Government ‘not monitoring’ civil servants over return to office, MSPs told

The Scottish Government is not monitoring civil servants to see if they are complying with a policy that requires them to work from the office at least two days a week, MSPs have been told.

Permanent Secretary Joe Griffin, who heads the civil service in Scotland, insisted the Government was not “taking a register style approach” to the policy.

It comes after the Government introduced the policy of having civil servants work in the office at least two days a week from October last year.

Mr Griffin, who has previously insisted the move to more office working is “the right thing to do”, said an agreement with trade unions meant they could not monitor individual staff to see if they were complying.

He told MSPs that there had been “certain constraints in how we have gone about this, but added that not monitoring individual staff was something the unions felt strongly about”.

He spoke out as MSPs on Holyrood’s Finance and Public Administration Committee voiced frustrations about staff not returning to the office.

Committee convener Kenneth Gibson said: “Do people not like working with their colleagues, the banter and all that thing? It’s not healthy to sit in your house all the time working.”

He stated: “We’re only talking about two days out of a five-day working week.

Questioning why this was seen as “onerous” by some civil servants, he added: “Pre-pandemic everybody worked in the office, did they not? It was just taken for granted this is where you worked and you turned up Monday to Friday and did your shift.”

Pressing the Permanent Secretary over the monitoring of the policy, Mr Gibson said: “I would have thought you would be monitoring that to see whether some departments had 100% of people coming back two days a week and others if it was lower, you would be wanting to see why is that not happening, what are the issues that are preventing people from returning to work.”

Scottish Conservative MSP Craig Hoy also asked about monitoring and if there had been any cases where disciplinary action had been taken as a result of a failure to return to office working.

“That, of itself, would not in itself trigger a disciplinary measure,” Mr Griffin said.

He added that there had been “a long period after Covid where there was no real determined approach to get people back in the office”.

Mr Griffin said after he came into post the executive team “took the decision quite early on last year that we needed to change that”.

The minister stressed this was “for positive reasons” with the return to the office “not intended as a punitive measure to check up on people or to make sure that they were working”.

And while he stressed the Scottish Government is “not monitoring individuals” he said there had been an increase in occupancy rates in government buildings.

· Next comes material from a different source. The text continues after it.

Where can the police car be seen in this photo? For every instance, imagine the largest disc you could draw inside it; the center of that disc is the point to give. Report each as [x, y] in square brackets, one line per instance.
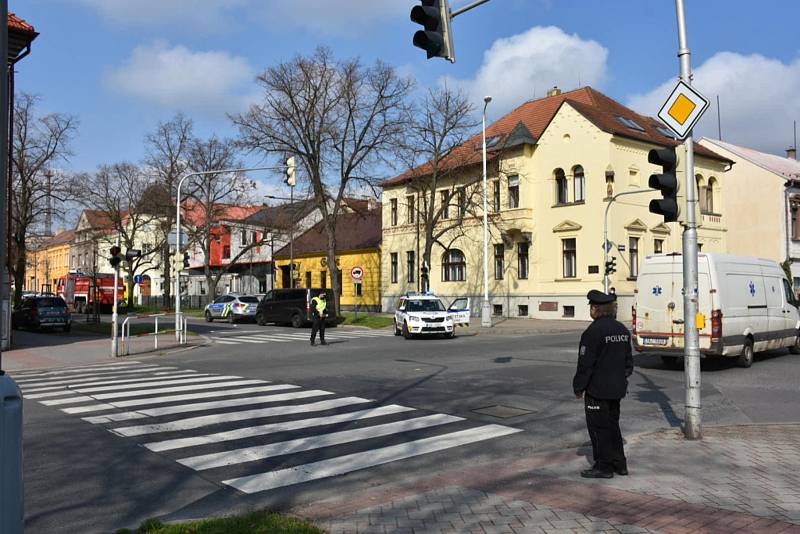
[232, 307]
[426, 315]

At St  Andrew’s House in Edinburgh, which he said was  “generally regarded as the flagship Scottish Government building” building occupancy has gone from  34% in February 2025 to 60% in , Feb 2026.

Meanwhile the Scottish Government’s Atlantic Quay office in Glasgow has seen building occupancy rise from 57% to 68% over the same period – though Mr Griffin said the changes in other government buildings had been “less significant”

But he insisted there had been a “palpable change in the atmosphere and the vibrancy” in offices, with the Permanent Secretary saying: “These are not trivial uplifts in the building occupancy rates that we are talking about.”